“A new thing, a spring later, a different maker” are the words moving-image artist Nathaniel Dorsky uses to position Colophon (for the Arboretum Cycle), 2018, his newest work which investigates light and objecthood. The film, which premiered at the 2018 Toronto International Film Festival, functions partly as an off-shoot of his 2017 Arboretum Cycle, a series of seven short films depicting San Francisco’s Strybing Arboretum through a life cycle of garden florae, from spring’s birth to winter’s death.
Designed as distinct and separate, however, Colophon demonstrates the next phase of Dorsky’s interest in and investigation of the essential attributes of light, nature, and their sculptural properties. In many of his works, Dorsky frequently reveals his subjects by shifting the camera’s aperture back and forth, allowing the subject to move forward from the dim, murky shadows. Coupled with the absence of overlaid sound and his signature projection speed of just 18 frames per second—a frame rate just above the lower threshold for our eye to see movement between images—the transformative abilities of light grasp the viewer and move us towards the transcendental.
Though Colophon spends much of its 13-minute runtime engaged with nature and light in terms similar to those established by Arboretum Cycle, it opens its unique three-section structure with a discernable and marked departure—a cinematic focus not based in the garden, but in the city streets.

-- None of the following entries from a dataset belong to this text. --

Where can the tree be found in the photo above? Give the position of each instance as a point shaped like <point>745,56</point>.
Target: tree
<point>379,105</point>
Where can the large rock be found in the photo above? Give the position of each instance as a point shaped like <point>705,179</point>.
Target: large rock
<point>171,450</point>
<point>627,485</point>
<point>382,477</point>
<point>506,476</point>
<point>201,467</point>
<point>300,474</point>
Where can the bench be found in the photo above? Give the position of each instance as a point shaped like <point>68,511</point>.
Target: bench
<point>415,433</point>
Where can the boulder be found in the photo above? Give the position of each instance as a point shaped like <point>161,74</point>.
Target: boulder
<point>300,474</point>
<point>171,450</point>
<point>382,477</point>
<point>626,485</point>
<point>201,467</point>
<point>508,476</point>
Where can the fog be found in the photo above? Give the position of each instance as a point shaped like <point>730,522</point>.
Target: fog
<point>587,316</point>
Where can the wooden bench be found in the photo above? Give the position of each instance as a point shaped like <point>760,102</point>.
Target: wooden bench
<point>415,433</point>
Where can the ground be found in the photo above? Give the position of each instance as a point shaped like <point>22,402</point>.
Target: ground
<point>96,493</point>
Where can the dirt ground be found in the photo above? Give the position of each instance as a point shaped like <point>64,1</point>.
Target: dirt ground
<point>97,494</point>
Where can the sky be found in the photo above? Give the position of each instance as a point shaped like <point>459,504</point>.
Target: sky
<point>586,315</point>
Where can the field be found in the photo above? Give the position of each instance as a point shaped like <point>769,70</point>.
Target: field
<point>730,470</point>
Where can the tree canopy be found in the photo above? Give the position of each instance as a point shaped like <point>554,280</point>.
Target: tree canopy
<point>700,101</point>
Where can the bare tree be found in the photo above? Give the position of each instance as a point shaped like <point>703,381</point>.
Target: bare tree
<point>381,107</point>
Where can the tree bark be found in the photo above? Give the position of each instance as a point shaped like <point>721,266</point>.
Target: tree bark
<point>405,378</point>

With our sights fixed on the city’s reflections in an unmarked pane of glass, the unnatural patterns of light produced by the cityscape are accentuated. The pane of glass is both in and out of focus—it reflects its surroundings, but its own presence is made invisible. The camera operating a single aperture, the pulsating light no longer comes from Dorsky’s own mechanical manipulations, but instead from the environment which surrounds him. Artificial light and the reflection of passersby paint the surface of the pane of glass, shallow in texture, marking a stark contrast to that of the sunlight which washes over the flowers and shrubbery of the work’s next sections.
The bright sunlight of these latter two phases of the work is the primary tool Dorsky uses to manipulate exposure and color of the images captured by the camera-eye. Approaching the hallucinatory, the texture of the image is reclaimed by the mechanics of the camera, as opposed to the mechanics of the city streets.
In Latin, the word “colophon” roughly translates to a “summit” or “finishing touch,” and has been used frequently in publishing to provide the contexts of a work after its completion by the author. Perhaps Dorsky’s intent is to assert that an investigation of the visual properties of nature cannot be complete without surveying the unnatural. The mechanics of the streamlined, motorized and technological city produce different manifestations of light and image. To understand the true, essential characteristics of natural landscape and its objects, one must be confronted by light as refracted by man-made objects, including the camera itself. In his “finishing touch,” Dorsky reveals the camera’s unique ability to see objects—man-made or natural—for what they are.